BP plc said Wednesday it has ramped up production from the Manuel project in the deepwater Gulf of Mexico (GOM), with two new wells tied into the Na Kika platform.

The Mississippi Canyon project in Block 520, in which Royal Dutch Shell plc is a 50% partner, is the fourth of five projects set to be delivered worldwide by BP this year. Manuel, operated by BP, includes a subsea production system for the two wells.

“Manuel is exactly the type of high value project that is critical to growing our business here in the Gulf of Mexico,” said BP’s Starlee Sykes, senior vice president of GOM and Canada operations. The producer’s hydrocarbons business “is a key pillar of our strategy.”

BP is forecasting its GOM production will exceed 400,000 boe/d by the mid-2020s. In addition to Na Kika platform, BP operates the Thunder Horse, Atlantis and Mad Dog platforms in the U.S. deepwater. The Argos platform is scheduled to come online in 2022.

“Our disciplined investment in Manuel is part of our target to add 900,000 boe/d of production from new projects by the end of 2021,” said BP SVP Ewan Drummond, who oversees projects, production and operations. “The safe production of resilient hydrocarbons in the basins we know best is core to advancing our strategy to transform into an integrated energy company.”

Sweet Praline

In related news, LLOG Exploration Co. LLC said it has begun producing from the Praline field, also in Mississippi Canyon, in Block 74. 

Praline, with an estimated 125 net feet of hydrocarbons, was drilled in 2,600 feet of water to a total depth of 13,400 feet. The LLOG-operated well was completed last August and has since been tied back to the Talos Energy Inc. Pompano platform.
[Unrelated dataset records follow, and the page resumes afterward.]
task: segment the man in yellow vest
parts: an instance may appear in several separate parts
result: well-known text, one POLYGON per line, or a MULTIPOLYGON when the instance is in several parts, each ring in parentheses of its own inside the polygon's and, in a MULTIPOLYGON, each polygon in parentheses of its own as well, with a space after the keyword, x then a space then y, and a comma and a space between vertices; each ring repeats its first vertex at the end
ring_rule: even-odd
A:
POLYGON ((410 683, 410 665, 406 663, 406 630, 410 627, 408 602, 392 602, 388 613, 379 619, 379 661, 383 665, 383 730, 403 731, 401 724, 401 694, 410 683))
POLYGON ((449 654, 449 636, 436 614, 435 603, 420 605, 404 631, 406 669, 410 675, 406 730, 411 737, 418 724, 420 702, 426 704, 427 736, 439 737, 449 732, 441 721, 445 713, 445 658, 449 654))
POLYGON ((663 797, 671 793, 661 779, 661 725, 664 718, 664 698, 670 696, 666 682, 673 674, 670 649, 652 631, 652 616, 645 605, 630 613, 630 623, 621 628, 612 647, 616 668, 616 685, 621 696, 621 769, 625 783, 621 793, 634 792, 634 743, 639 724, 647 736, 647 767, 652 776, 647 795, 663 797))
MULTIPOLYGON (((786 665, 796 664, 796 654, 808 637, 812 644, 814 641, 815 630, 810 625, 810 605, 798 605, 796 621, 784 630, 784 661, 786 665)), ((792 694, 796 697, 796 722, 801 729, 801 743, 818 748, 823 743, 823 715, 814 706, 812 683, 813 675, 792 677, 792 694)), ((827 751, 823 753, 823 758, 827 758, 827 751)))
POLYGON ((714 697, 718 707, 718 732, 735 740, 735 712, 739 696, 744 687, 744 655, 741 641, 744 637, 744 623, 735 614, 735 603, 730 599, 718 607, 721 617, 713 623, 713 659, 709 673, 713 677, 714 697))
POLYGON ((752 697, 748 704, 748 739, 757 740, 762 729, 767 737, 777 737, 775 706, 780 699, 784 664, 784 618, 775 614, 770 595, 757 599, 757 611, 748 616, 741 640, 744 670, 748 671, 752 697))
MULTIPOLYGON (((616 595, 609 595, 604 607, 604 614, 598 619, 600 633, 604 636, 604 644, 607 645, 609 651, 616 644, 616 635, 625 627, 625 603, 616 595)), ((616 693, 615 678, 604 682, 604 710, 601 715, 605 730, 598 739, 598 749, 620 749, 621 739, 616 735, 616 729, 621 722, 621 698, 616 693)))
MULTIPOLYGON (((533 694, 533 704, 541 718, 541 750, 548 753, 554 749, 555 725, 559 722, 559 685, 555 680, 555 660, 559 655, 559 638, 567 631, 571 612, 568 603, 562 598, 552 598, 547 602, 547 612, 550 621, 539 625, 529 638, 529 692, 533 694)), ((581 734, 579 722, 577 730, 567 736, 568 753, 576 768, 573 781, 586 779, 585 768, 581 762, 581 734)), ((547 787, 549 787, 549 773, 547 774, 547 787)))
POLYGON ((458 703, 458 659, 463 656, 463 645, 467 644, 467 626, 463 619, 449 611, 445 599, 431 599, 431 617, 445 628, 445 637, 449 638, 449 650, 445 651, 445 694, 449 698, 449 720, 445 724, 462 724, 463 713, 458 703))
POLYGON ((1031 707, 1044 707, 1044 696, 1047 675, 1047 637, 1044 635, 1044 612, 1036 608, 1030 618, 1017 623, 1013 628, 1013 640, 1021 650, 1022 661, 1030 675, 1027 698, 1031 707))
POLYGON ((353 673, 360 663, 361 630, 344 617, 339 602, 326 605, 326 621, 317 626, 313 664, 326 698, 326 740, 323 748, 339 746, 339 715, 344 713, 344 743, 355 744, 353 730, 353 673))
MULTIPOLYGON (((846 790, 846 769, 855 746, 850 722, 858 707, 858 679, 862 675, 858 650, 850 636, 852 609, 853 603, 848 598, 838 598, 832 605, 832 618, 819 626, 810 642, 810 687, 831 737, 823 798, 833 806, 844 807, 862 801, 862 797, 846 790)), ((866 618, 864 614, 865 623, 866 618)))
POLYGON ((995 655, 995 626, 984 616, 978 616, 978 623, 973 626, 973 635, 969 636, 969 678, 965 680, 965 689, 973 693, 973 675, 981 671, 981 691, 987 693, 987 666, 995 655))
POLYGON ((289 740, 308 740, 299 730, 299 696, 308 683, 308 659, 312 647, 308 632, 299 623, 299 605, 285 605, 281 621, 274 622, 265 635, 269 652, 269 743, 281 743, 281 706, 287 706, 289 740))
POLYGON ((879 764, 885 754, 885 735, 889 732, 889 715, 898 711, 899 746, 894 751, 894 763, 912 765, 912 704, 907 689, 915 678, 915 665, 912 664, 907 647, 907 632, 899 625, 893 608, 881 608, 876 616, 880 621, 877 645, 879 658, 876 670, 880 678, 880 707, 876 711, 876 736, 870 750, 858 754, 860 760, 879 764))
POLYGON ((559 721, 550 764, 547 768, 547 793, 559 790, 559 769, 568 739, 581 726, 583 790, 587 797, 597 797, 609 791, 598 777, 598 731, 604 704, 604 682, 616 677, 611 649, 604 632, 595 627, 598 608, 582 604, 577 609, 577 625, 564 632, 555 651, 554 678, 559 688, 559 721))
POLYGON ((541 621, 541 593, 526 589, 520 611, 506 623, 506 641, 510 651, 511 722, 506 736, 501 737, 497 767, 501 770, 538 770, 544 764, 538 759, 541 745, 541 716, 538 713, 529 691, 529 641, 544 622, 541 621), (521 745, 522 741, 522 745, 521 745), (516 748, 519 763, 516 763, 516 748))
“Praline is the first of four tieback projects we expect to have online in the next year,” LLOG CEO Philip LeJeune said. “I am particularly proud that through the challenging year of 2020, our Praline field partners and Talos, our host platform partner, were able to continue with the Praline development and safely deliver a project that is more than 20% under budget.”

LLOG, an active participant in federal offshore lease sales, holds a 27.25% working interest in Praline. Partners in the well include entities managed by Ridgewood Energy Corp., including ILX Holdings LLC, Red Willow Offshore LLC, Houston Energy LP and CL&F Offshore LLC.